India’s renewable energy subsidies fell 35 per cent from 2017-18 to 2018-19, while its oil and gas subsidies increased by 65 per cent, a study by the International Institute for Sustainable Development (IISD) and the Council on Energy, Environment and Water (CEEW) said on Thursday.
How the government tackles the Covid-19 crisis and economic recovery will be crucial to determining future trends in the energy sector, said experts.
The study, Mapping India’s Energy Subsidies 2020, emphasises that the health and economic crisis caused by Covid-19 will influence subsidy expenditure.
The crash in world oil prices and the government’s economic stimulus packages will be key factors shaping the energy sector in the upcoming months.
“Rising oil prices and initiatives to promote clean cooking were the main drivers of growing support to fossil fuels since FY2017,” said study co-author Vibhuti Garg of IISD.
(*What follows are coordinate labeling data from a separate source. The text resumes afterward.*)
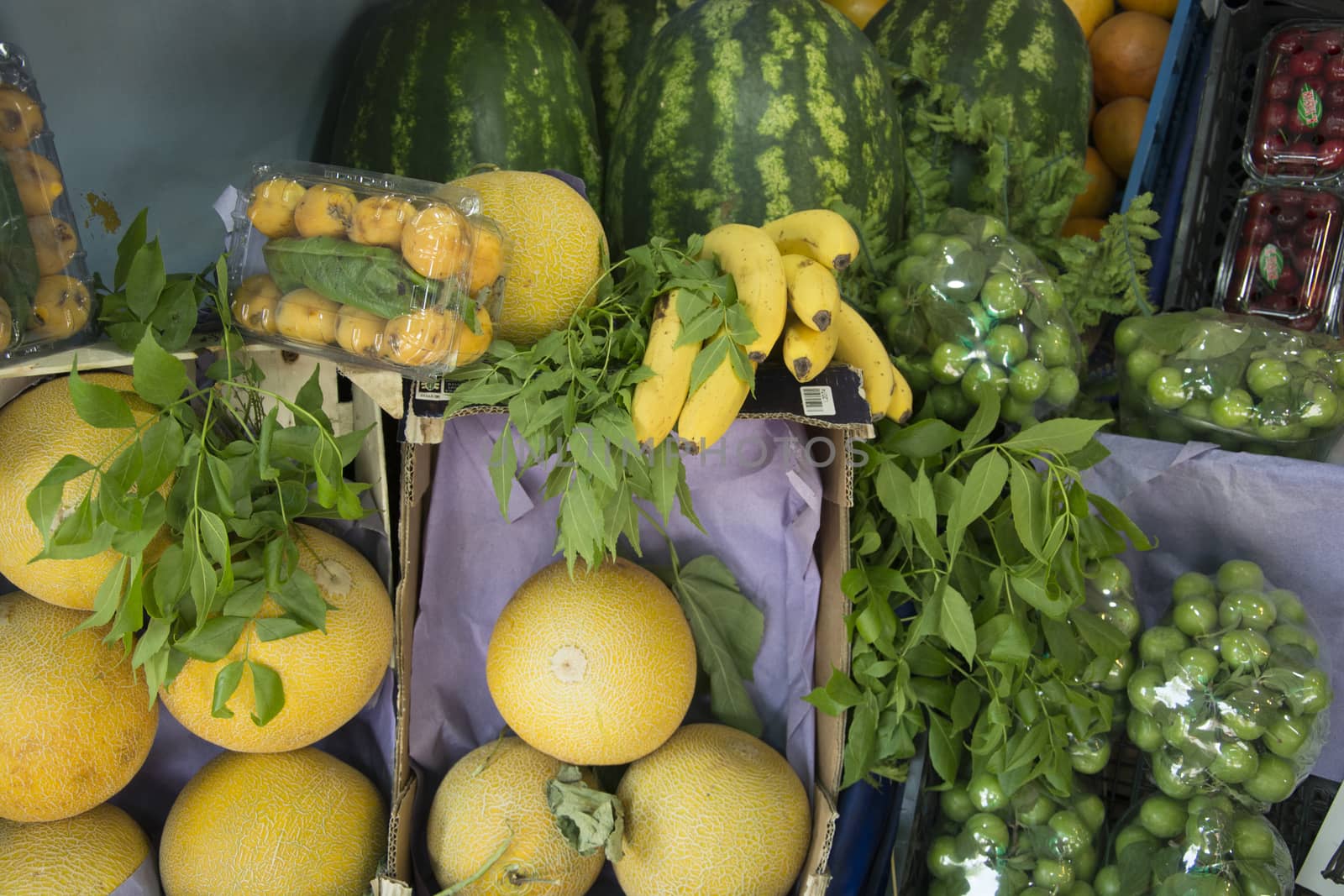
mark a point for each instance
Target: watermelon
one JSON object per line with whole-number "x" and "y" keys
{"x": 745, "y": 110}
{"x": 1027, "y": 55}
{"x": 440, "y": 87}
{"x": 613, "y": 38}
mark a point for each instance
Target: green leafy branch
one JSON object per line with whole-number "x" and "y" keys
{"x": 985, "y": 548}
{"x": 199, "y": 500}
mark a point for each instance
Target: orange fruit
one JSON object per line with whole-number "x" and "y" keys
{"x": 597, "y": 669}
{"x": 1090, "y": 13}
{"x": 1100, "y": 195}
{"x": 1089, "y": 228}
{"x": 1116, "y": 132}
{"x": 1126, "y": 55}
{"x": 1164, "y": 8}
{"x": 76, "y": 723}
{"x": 714, "y": 810}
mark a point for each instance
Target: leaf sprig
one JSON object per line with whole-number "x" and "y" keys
{"x": 969, "y": 567}
{"x": 199, "y": 501}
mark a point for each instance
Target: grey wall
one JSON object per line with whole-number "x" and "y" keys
{"x": 165, "y": 102}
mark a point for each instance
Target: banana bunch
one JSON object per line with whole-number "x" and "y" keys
{"x": 785, "y": 281}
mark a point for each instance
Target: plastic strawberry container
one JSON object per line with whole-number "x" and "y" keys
{"x": 1296, "y": 128}
{"x": 1283, "y": 257}
{"x": 366, "y": 269}
{"x": 45, "y": 298}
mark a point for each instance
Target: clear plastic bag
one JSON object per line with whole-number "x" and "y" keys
{"x": 974, "y": 311}
{"x": 371, "y": 269}
{"x": 1200, "y": 846}
{"x": 1028, "y": 840}
{"x": 1242, "y": 383}
{"x": 45, "y": 298}
{"x": 1233, "y": 694}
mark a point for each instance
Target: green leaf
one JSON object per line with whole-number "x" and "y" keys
{"x": 727, "y": 631}
{"x": 159, "y": 378}
{"x": 268, "y": 692}
{"x": 226, "y": 683}
{"x": 956, "y": 626}
{"x": 1059, "y": 437}
{"x": 98, "y": 406}
{"x": 214, "y": 640}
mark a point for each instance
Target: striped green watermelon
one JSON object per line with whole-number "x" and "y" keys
{"x": 1028, "y": 55}
{"x": 441, "y": 86}
{"x": 745, "y": 110}
{"x": 613, "y": 38}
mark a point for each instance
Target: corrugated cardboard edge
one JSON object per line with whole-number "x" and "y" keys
{"x": 831, "y": 638}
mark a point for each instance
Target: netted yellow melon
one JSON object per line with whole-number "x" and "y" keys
{"x": 293, "y": 824}
{"x": 597, "y": 669}
{"x": 558, "y": 250}
{"x": 76, "y": 725}
{"x": 327, "y": 678}
{"x": 91, "y": 855}
{"x": 491, "y": 822}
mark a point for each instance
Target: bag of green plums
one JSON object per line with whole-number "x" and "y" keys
{"x": 1242, "y": 383}
{"x": 1231, "y": 694}
{"x": 990, "y": 842}
{"x": 1200, "y": 846}
{"x": 974, "y": 312}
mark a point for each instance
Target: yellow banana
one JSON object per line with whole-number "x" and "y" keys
{"x": 902, "y": 399}
{"x": 806, "y": 351}
{"x": 813, "y": 293}
{"x": 859, "y": 345}
{"x": 710, "y": 410}
{"x": 820, "y": 234}
{"x": 659, "y": 399}
{"x": 753, "y": 262}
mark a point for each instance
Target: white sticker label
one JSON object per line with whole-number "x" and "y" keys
{"x": 817, "y": 401}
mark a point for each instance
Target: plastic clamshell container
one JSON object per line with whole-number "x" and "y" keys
{"x": 45, "y": 298}
{"x": 1283, "y": 257}
{"x": 366, "y": 269}
{"x": 1296, "y": 128}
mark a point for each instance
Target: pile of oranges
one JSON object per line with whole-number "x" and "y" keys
{"x": 1126, "y": 50}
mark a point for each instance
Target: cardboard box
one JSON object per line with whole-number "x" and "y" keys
{"x": 832, "y": 645}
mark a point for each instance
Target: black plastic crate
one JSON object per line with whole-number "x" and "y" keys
{"x": 1216, "y": 176}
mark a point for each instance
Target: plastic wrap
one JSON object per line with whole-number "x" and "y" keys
{"x": 974, "y": 311}
{"x": 371, "y": 269}
{"x": 1242, "y": 383}
{"x": 1283, "y": 258}
{"x": 1233, "y": 694}
{"x": 988, "y": 842}
{"x": 45, "y": 298}
{"x": 1202, "y": 846}
{"x": 1296, "y": 127}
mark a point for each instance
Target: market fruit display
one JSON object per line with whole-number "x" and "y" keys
{"x": 1205, "y": 846}
{"x": 1296, "y": 127}
{"x": 597, "y": 669}
{"x": 76, "y": 723}
{"x": 437, "y": 89}
{"x": 974, "y": 312}
{"x": 745, "y": 112}
{"x": 328, "y": 676}
{"x": 1281, "y": 259}
{"x": 712, "y": 810}
{"x": 999, "y": 842}
{"x": 1231, "y": 694}
{"x": 297, "y": 822}
{"x": 380, "y": 273}
{"x": 37, "y": 430}
{"x": 559, "y": 250}
{"x": 491, "y": 813}
{"x": 91, "y": 853}
{"x": 1243, "y": 383}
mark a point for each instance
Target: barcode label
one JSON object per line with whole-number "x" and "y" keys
{"x": 817, "y": 401}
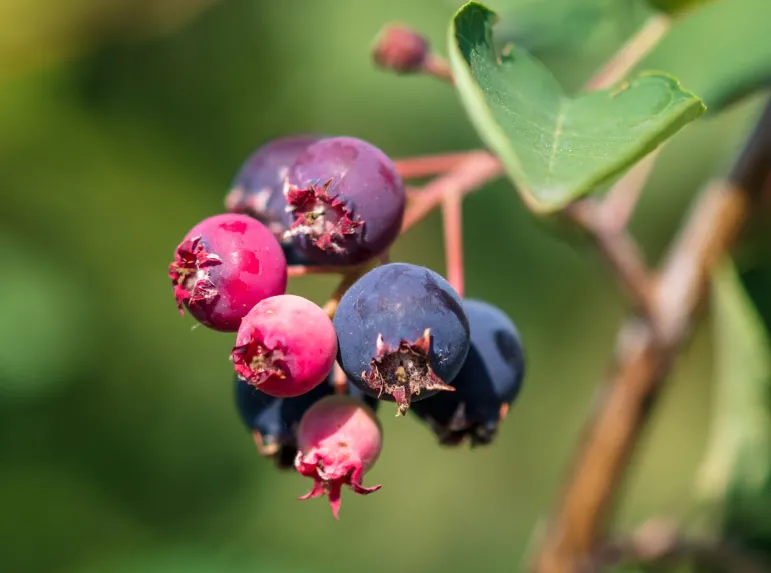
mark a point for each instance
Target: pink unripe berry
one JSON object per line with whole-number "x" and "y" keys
{"x": 339, "y": 440}
{"x": 401, "y": 49}
{"x": 225, "y": 265}
{"x": 286, "y": 346}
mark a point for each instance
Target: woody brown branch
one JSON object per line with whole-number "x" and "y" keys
{"x": 627, "y": 397}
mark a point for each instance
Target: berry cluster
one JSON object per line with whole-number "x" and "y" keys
{"x": 308, "y": 380}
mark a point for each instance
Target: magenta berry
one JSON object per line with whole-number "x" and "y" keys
{"x": 347, "y": 201}
{"x": 225, "y": 265}
{"x": 401, "y": 49}
{"x": 286, "y": 346}
{"x": 339, "y": 440}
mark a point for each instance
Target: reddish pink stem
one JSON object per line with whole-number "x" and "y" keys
{"x": 477, "y": 169}
{"x": 302, "y": 270}
{"x": 428, "y": 165}
{"x": 452, "y": 217}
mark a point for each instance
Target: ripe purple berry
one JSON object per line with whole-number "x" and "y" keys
{"x": 273, "y": 422}
{"x": 402, "y": 333}
{"x": 487, "y": 384}
{"x": 339, "y": 440}
{"x": 286, "y": 346}
{"x": 258, "y": 188}
{"x": 347, "y": 201}
{"x": 225, "y": 265}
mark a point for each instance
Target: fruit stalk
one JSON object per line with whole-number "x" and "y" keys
{"x": 477, "y": 169}
{"x": 452, "y": 216}
{"x": 629, "y": 394}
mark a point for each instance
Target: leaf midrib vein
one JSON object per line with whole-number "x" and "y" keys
{"x": 561, "y": 114}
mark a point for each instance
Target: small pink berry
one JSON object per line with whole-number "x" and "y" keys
{"x": 339, "y": 440}
{"x": 286, "y": 346}
{"x": 225, "y": 265}
{"x": 401, "y": 49}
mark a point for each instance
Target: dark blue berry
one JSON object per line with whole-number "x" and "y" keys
{"x": 347, "y": 201}
{"x": 487, "y": 384}
{"x": 402, "y": 333}
{"x": 274, "y": 421}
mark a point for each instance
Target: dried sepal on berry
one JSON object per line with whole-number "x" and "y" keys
{"x": 189, "y": 274}
{"x": 404, "y": 371}
{"x": 323, "y": 219}
{"x": 256, "y": 363}
{"x": 339, "y": 440}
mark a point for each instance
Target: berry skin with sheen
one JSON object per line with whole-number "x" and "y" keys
{"x": 225, "y": 265}
{"x": 286, "y": 346}
{"x": 273, "y": 421}
{"x": 487, "y": 384}
{"x": 402, "y": 333}
{"x": 258, "y": 188}
{"x": 346, "y": 199}
{"x": 339, "y": 440}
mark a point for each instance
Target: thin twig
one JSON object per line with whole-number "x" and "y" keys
{"x": 452, "y": 216}
{"x": 620, "y": 251}
{"x": 630, "y": 392}
{"x": 631, "y": 53}
{"x": 618, "y": 205}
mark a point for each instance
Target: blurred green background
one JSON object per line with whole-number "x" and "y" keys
{"x": 121, "y": 125}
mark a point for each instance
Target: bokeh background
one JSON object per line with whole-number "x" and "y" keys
{"x": 122, "y": 123}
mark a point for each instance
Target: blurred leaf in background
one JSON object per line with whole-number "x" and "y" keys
{"x": 121, "y": 448}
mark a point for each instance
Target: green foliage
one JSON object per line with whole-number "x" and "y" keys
{"x": 736, "y": 474}
{"x": 136, "y": 462}
{"x": 724, "y": 66}
{"x": 559, "y": 25}
{"x": 676, "y": 6}
{"x": 556, "y": 148}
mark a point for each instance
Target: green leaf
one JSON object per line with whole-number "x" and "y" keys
{"x": 725, "y": 67}
{"x": 676, "y": 6}
{"x": 559, "y": 25}
{"x": 736, "y": 472}
{"x": 555, "y": 148}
“After the Covid-19 crisis, petroleum product subsidies will undoubtedly fall significantly in 2020 and other energy markets will be shaken. Fossil fuels are already being taxed more to help plug holes in revenue. Government stimulus needs to first help people cope, but stimulus for the energy sector must avoid new fossil fuel subsidies that lock in air pollution and greenhouse gas emissions for years to come.”
The authors of the report note that there were already signs that support for renewable energy would increase again, but with the shocks from Covid-19, it is now critical to stay on track.
“Policy decisions such as the solar safeguard duty and tariff caps on auctions meant that there was a slow-down in new capacity addition and as a result lower state subsidy outgo as well,” added Karthik Ganesan, of CEEW.